JAPANESE, ARITA c.1700 – 1740 and CHINESE,YONGZHENG PERIOD 1723 – 1735.

Two Blue and White 18th Century Porcelain Plates Painted with the So-Called Deshima Island Pattern. One Japanese, Arita Kilns c.1700-1740 the other Chinese Export Porcelain, Yongzheng Period 1723 – 1735. These Plates are Decorated in The Style of The Dutch Delft Pottery Decorator Frederik Van Frytom (1632 – 1702). The Scene Used to be thought of as Deshima Island However it is now Thought to be a View of Holland.Plates and Dishes of this Pattern were Recovered from the Ca Mau Shipwreck. See Stock 14792 and also History.
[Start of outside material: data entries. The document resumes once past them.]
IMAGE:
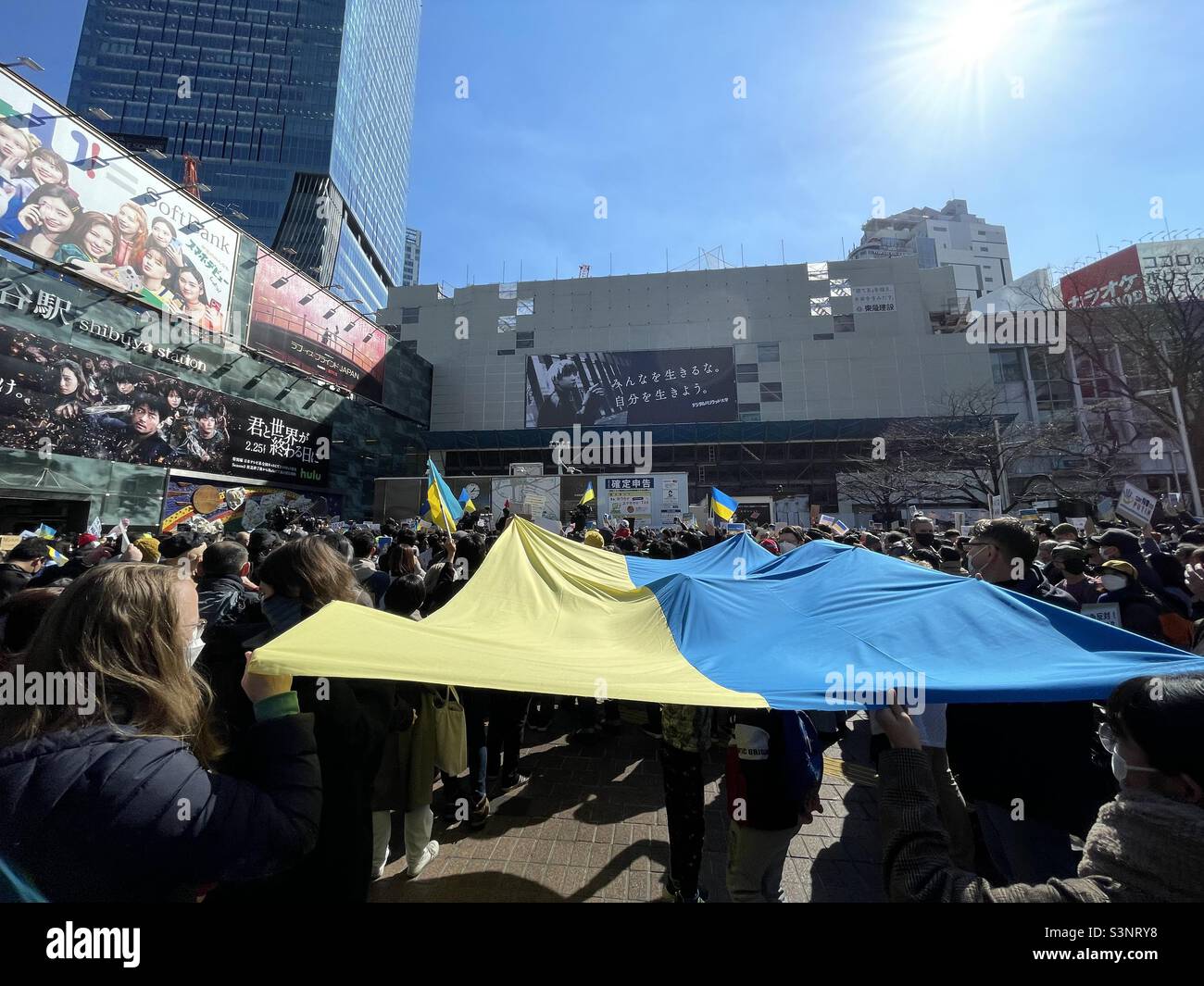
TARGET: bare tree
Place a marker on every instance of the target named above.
(959, 456)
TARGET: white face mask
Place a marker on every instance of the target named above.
(194, 648)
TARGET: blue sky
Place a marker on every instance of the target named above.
(1059, 119)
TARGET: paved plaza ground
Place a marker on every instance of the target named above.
(591, 826)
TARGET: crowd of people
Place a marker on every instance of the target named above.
(189, 778)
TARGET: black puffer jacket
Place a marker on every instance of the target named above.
(96, 814)
(1042, 753)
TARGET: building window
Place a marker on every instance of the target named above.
(1006, 366)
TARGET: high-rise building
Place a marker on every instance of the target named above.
(413, 257)
(946, 237)
(299, 112)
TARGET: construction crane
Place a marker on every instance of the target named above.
(191, 176)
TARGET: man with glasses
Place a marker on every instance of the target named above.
(1027, 767)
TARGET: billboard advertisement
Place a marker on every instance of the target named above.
(241, 508)
(639, 388)
(59, 400)
(297, 323)
(1116, 280)
(654, 500)
(72, 197)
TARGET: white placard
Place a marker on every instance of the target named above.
(1135, 505)
(1107, 613)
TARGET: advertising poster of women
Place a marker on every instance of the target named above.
(72, 197)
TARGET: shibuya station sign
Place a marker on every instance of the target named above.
(59, 304)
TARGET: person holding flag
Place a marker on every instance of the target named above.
(445, 509)
(721, 505)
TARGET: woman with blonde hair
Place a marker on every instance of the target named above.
(105, 789)
(352, 720)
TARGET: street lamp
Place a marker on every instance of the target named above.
(24, 60)
(1183, 441)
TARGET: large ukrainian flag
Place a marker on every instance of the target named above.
(731, 626)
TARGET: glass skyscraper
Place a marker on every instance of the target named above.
(299, 112)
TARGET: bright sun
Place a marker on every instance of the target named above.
(973, 31)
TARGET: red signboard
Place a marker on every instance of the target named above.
(1116, 280)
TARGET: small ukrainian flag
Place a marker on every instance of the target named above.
(721, 505)
(445, 509)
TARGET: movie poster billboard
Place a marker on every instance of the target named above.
(241, 508)
(59, 400)
(71, 196)
(297, 323)
(637, 388)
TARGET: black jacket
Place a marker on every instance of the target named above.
(352, 718)
(223, 598)
(1043, 753)
(1139, 610)
(94, 814)
(12, 580)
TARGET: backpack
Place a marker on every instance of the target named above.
(1178, 630)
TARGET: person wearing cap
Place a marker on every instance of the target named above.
(1123, 545)
(1072, 562)
(1139, 607)
(148, 547)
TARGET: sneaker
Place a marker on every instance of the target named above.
(430, 853)
(480, 815)
(513, 780)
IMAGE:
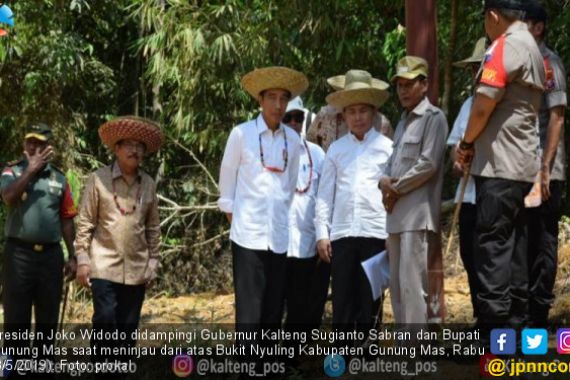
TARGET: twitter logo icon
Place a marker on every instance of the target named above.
(534, 341)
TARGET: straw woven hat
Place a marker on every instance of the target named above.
(132, 127)
(358, 87)
(337, 83)
(267, 78)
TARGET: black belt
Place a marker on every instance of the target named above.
(36, 247)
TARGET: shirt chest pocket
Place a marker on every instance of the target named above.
(55, 189)
(411, 147)
(248, 157)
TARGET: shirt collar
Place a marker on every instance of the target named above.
(420, 109)
(516, 26)
(262, 126)
(543, 49)
(371, 132)
(46, 169)
(116, 172)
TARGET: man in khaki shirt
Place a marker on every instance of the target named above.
(543, 220)
(502, 135)
(411, 191)
(118, 233)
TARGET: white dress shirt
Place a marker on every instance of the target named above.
(459, 127)
(259, 199)
(349, 202)
(302, 235)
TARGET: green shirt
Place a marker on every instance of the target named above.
(36, 217)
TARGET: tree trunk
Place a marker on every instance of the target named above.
(448, 76)
(421, 40)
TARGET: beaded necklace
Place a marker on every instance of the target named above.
(285, 155)
(305, 189)
(116, 199)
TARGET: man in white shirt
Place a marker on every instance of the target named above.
(258, 177)
(350, 218)
(307, 277)
(468, 213)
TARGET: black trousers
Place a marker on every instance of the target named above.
(259, 283)
(467, 223)
(543, 254)
(116, 308)
(32, 278)
(353, 305)
(501, 254)
(306, 292)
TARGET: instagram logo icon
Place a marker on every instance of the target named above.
(182, 365)
(563, 345)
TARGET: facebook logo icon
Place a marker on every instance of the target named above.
(503, 341)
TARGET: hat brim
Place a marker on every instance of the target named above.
(409, 75)
(37, 136)
(338, 82)
(276, 77)
(132, 127)
(345, 98)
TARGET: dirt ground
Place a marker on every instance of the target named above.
(219, 308)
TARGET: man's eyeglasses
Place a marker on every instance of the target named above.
(298, 117)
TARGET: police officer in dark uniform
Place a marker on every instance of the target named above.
(502, 141)
(40, 212)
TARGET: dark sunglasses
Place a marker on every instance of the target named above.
(299, 118)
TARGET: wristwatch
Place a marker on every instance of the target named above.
(464, 145)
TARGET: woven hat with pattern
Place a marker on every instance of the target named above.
(275, 77)
(132, 127)
(411, 67)
(358, 88)
(337, 83)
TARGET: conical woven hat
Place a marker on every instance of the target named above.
(358, 88)
(132, 127)
(275, 77)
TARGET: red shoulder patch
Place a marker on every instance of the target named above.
(494, 73)
(549, 83)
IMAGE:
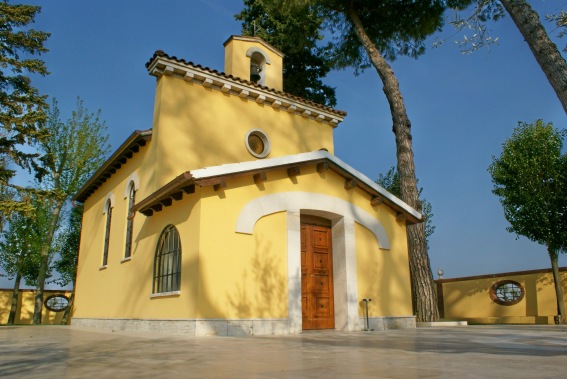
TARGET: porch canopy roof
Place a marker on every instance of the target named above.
(217, 176)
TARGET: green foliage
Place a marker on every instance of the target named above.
(20, 249)
(295, 31)
(391, 182)
(22, 109)
(395, 27)
(76, 147)
(66, 264)
(560, 20)
(530, 179)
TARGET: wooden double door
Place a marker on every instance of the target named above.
(317, 275)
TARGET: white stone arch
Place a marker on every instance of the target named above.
(254, 49)
(343, 216)
(258, 62)
(286, 201)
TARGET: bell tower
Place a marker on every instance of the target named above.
(253, 59)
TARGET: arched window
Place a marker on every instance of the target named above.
(108, 209)
(130, 220)
(167, 263)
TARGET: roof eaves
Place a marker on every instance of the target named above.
(162, 64)
(215, 176)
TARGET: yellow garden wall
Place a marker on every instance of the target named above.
(24, 314)
(469, 298)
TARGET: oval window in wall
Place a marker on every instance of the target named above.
(57, 303)
(257, 143)
(507, 292)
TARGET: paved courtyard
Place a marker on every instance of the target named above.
(438, 352)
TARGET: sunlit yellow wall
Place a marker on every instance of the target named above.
(199, 127)
(237, 64)
(24, 313)
(231, 275)
(383, 275)
(470, 299)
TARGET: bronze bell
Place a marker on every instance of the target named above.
(255, 70)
The Japanese Arita dish is Perfect. The Chinese dish has a large rim chip that goes through to the front, this has been painted over but the filling is visible from the back c.10 x 6mm, it is possible it is larger on the front but because of the over painting it is difficult to known. It also has a long body crack.
Diameter, Chinese : 20 cm (7 3/4 inches) Diameter, Japanese : 19 cm (7 1/2 inches)
The Tom Lurie Collection of Chinese Export Porcelain, label on the Japanese dish number 282 and on the Chinese dish 157.
Stock number
For a Japanese porcelain version of this dish see : Ko-Imari Porcelain From The Collection Of Oliver Impey (Barry Davies Oriental Art Ltd, London, 1997) pages 136-137, item 75. For Chinese porcelain examples see : Tau Co Ca Mau, The Ca Mau Shipwreck 1723 - 1735 ( Nguyen Dinh Chien, Na Noi, 2002 ) Plates 27 - 30. Made in Imperial China, 76,000 Pieces of Chinese Export Porcelain from the Ca Mau Shipwreck, Circa 1725. Sotheby`s Amsterdam, 29,30 & 31 January 2007, lots 223 to 233.



Frederik Van Frytom :
The Dutch artist Frederik Van Frytom (1632 - 1702) was an important painter of Delft pottery, his style of painting fits very well within the 17th century Dutch landscape tradition, it includes typically Dutch scenes, rustic landscapes with small bridges, pollarded willow and cows scattered about small fields. His ceramic painting technique was individual, more akin to painting than merely filling in a design on a ceramic body. Van Frytom`s connection with oriental ceramics stems from a series of small blue and white Delftware dishes painted by him that were made for the Tea-Ceremony in Japan, the bases of which were marked MB and dated 1684 (See Frederik Van Frytom 1632 - 1702, Life And Work Of A Dutch Pottery-Decorator, A.Vecht, Scheltema and Holkema NV, Amsterdam, 1968). The best known of Van Frytom`s designs is the so-called Deshima Island pattern, now known to be a view of Holland. Porcelain plates of this pattern, as well as related designs, were produced at the Arita Kilns in Japan and then in China at the Jingdezhen kilns, related designs also occurs on Chinese soft-paste porcelain. Plates and dishes of the so-called Deshima Island pattern dating to the Yongzheng period (1723-1735) were sold at Sotheby`s Amsterdam Sale of Chinese Porcelain from the Ca Mau Cargo, "Made in Imperial China". This Western style was then re-used, probably via Japanese or Chinese interpretations, in England at The Bow Factory using soft-paste porcelain, at least some of these Bow pieces closely relate to Chinese soft-paste porcelain versions of the design. However, the Chinese soft-paste examples are quite late in date, so it might well be possible that they are based on the Bow examples that are copying the Japanese or Chinese versions of the Delft. A complex and somewhat confusing inter-connection of design and trade.